“Não sei o que há de errado comigo.” Essa é uma frase recorrente na clínica, mas será que é mesmo no indivíduo que reside o problema? Ou será que estamos pedindo que as pessoas se ajustem a um contexto que adoece? A análise do comportamento nos ensina que o sofrimento tem sentido no contexto, pois nenhum comportamento — inclusive o sofrimento — ocorre no vácuo ou é isolado.
O comportamento ocorre em função de um contexto ambiental. E quando esse ambiente se torna coercitivo, punitivo, imprevisível ou excessivamente exigente, é esperado que o organismo responda com ansiedade, tristeza, evitação, fuga, fadiga. Vivemos em uma sociedade que reforça constantemente a produtividade, a comparação, o controle da emoção e a busca por padrões idealizados de sucesso e felicidade.
Nesse cenário, o sofrimento não é um erro interno, mas uma resposta coerente a contingências que muitas vezes são aversivas e desumanizantes. Na clínica, não patologizamos o sofrimento.
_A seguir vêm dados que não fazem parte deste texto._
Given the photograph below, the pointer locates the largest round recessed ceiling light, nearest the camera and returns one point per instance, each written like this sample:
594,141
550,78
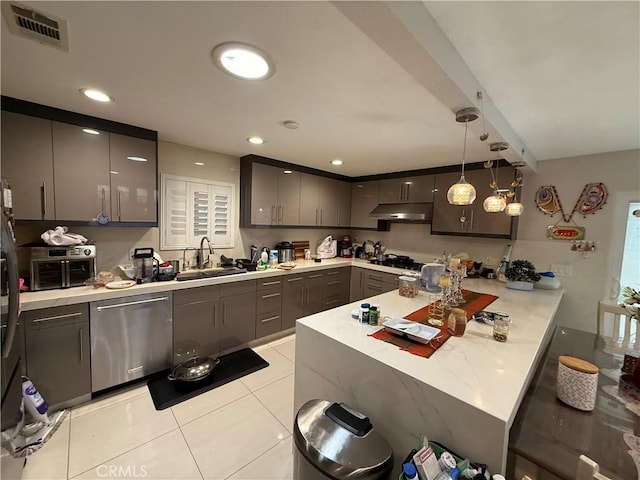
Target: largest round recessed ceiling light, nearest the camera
243,61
O que chamamos de “sintomas” são comportamentos funcionais, que têm uma história: foram aprendidos e reforçados, moldados por contextos específicos — e, muitas vezes, continuam sendo mantidos por esquemas culturais rígidos.
A ansiedade pode ser uma tentativa de prever e controlar um ambiente instável.
A evitação (esquiva) e a fuga podem ser uma forma aprendida de lidar com punições ou ameaças de punições (coerção) constantes em um determinado ambiente.
O que sua dor está tentando te dizer?
Quando olhamos para o sofrimento como comportamento, podemos perguntar: qual a função dele? O que está sendo evitado, o que está sendo reforçado, o que está sendo aprendido ou mantido? Em vez de pensar em “eliminar sintomas”, buscamos compreender o que eles comunicam. A ansiedade pode ser uma tentativa de controlar um mundo que parece incontrolável. A procrastinação pode ser uma forma de evitar críticas ou fracassos. O cansaço pode ser o reflexo de viver sob reforçamento intermitente ou punição constante. O sofrimento não é falha pessoal. É, muitas vezes, uma forma aprendida e coerente de sobreviver num sistema que exige demais e devolve pouco.
Flexibilidade e contato com os valores como alternativa
A terapia comportamental-contextual (como a ACT — Terapia de Aceitação e Compromisso, ou o FAP — Psicoterapia Analítica Funcional) propõe algo diferente:
em vez de eliminar emoções desconfortáveis, buscamos ampliar a flexibilidade para lidar com elas. Em outras palavras, você pode sentir medo e ainda assim agir com coragem. Pode sentir dor e, mesmo assim, seguir em direção ao que importa. A mudança não se baseia em “pensar positivo”, mas em aprender a responder de forma mais rica, consciente e voluntária aos contextos que nos cercam.
Parte essencial do nosso trabalho é ajudar o paciente a se reconectar com seus valores — aquilo que realmente importa para cada pessoa, além de reforços sociais imediatos. Muitas vezes, os sintomas surgem ou se agravam quando há distância entre os comportamentos atuais e os valores pessoais. Como o sofrimento tem sentido no contexto, essa reconexão não é simples. Ela exige abrir espaço para o desconforto, reconhecer padrões, tolerar o que não pode ser mudado — e, ao mesmo tempo, agir.